The Daniel Burnham-designed 12-floor Wanamaker building, with its Italian Renaissance look, was constructed between 1902 and 1910 and dedicated by President William Howard Taft on December 30, 1911.1
Macy’s Center City.
Macy's offers daily tours; daily recitals on the famous Wanamaker Grand Court Organ; the intriguing-sounding "Macy’s Living Classroom" experiential program; and several events centered around the Christmas holiday, including a 6,000-square-foot Dickens village.
Getting back to today's postcard, it was actually mailed a couple of months before that Taft dedication ceremony.
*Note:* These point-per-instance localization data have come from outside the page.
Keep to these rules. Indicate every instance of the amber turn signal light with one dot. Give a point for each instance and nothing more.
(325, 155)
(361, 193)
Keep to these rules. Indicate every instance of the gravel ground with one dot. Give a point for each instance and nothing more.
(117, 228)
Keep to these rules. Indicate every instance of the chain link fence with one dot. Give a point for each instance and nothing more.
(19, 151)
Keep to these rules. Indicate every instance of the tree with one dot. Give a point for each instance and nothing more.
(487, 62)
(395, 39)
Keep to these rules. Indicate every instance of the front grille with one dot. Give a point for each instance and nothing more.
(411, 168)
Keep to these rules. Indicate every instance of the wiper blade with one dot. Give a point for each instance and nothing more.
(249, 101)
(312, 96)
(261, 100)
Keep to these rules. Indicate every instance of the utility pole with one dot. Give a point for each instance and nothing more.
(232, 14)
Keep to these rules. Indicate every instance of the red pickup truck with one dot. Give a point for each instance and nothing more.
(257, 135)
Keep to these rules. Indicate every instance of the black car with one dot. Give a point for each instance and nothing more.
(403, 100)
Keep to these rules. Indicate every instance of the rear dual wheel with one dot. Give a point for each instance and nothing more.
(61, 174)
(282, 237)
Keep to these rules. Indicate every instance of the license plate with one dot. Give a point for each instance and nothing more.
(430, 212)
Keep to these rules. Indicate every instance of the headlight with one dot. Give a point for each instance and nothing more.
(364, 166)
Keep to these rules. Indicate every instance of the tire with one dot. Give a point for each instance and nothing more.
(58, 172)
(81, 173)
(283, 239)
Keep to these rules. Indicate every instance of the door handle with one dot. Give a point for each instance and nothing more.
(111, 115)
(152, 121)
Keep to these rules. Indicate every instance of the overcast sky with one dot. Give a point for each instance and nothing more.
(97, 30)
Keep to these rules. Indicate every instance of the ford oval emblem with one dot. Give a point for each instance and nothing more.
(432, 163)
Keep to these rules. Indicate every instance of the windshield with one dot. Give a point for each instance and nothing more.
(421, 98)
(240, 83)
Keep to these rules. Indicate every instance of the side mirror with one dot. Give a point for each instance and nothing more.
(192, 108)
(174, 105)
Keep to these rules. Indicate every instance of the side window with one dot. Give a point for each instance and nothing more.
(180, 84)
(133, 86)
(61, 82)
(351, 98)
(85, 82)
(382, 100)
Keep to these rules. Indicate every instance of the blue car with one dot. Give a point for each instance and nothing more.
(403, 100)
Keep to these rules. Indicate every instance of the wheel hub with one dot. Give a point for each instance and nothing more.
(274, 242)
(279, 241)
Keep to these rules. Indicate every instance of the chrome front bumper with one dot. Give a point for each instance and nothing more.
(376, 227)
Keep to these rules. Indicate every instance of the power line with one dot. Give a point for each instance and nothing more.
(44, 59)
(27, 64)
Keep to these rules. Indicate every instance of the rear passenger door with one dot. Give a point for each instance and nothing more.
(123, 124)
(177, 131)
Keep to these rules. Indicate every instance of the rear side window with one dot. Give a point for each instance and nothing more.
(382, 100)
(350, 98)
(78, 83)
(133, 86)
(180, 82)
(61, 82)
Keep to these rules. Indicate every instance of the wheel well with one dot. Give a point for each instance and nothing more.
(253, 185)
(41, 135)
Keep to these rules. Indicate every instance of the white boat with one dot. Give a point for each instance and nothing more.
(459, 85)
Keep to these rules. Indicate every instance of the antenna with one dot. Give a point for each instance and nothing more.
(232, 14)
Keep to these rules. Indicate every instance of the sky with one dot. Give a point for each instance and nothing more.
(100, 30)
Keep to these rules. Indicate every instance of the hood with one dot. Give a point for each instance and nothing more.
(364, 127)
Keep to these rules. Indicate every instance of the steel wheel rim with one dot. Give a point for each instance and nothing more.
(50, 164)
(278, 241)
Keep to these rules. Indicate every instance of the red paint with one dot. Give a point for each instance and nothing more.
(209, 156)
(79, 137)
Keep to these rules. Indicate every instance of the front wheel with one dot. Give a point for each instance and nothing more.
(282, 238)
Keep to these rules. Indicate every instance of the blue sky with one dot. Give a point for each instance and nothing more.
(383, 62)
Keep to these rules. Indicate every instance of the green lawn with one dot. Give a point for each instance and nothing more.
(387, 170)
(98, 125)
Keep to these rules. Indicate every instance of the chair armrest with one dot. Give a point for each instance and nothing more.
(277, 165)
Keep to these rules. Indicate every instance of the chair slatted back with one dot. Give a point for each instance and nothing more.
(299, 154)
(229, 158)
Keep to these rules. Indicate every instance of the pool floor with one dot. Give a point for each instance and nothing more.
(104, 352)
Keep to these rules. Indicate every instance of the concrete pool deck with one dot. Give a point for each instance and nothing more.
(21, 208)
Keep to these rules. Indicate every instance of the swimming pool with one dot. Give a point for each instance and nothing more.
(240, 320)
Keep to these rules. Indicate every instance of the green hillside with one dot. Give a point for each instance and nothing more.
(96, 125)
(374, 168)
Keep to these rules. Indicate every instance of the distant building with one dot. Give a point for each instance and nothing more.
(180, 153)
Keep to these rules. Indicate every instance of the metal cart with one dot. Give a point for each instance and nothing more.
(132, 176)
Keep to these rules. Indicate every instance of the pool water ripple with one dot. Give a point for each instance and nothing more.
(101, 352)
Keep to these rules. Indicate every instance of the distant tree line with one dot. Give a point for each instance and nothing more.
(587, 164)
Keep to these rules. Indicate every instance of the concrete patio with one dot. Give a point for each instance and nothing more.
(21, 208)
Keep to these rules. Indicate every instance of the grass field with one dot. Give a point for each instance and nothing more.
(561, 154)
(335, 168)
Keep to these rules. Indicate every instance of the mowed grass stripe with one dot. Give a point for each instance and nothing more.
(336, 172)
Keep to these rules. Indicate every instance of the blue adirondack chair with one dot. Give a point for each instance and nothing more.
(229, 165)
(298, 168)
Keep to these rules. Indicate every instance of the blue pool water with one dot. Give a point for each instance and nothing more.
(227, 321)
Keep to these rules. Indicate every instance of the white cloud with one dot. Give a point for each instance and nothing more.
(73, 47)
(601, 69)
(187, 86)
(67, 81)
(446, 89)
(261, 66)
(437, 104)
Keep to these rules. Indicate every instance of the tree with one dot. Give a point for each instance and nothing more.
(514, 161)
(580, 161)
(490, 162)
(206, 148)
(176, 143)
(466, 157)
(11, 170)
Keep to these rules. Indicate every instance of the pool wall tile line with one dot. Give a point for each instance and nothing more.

And the reverse side has something neat to offer.
The punctuation-free2 cursive note appears to state:
David [?] look for me when you go to Freeland down here to see series HarryI don't think it's a great stretch to say that the "series" Harry is referring to is the 1911 World Series.
This postcard was postmarked the day after Game 2 of the series, in which Gettysburg Eddie Plank and Home Run Baker led the Athletics to a 3-1 victory in front of a crowd of 26,286 at Philadelphia's Shibe Park.
The Athletics won the series, 4 games to 2.
If Harry attended more than one game at Shibe Park, he had a longer visit to the City of Brotherly Love than he might have originally anticipated. There were six straight days of rain between Games 3 and 4. And so, after Game 2 was played in Philadelphia on October 16 and Game 3 was played in New York on October 17, there was not another game at Shibe Park until Game 4 on October 24.
Maybe Harry spent all that extra time in Philadelphia shopping at Wanamaker's.
Here's the complete back of today's postcard...
1. For a neat look at some of the building's long history, check out "Wondrous Wanamaker's: Magical Moments and Milestones" on PhillyStyleMag.com.
2. Has anyone ever done serious research into why people don't use basic punctuation on postcards? I can't believe how widespread it is — past and present.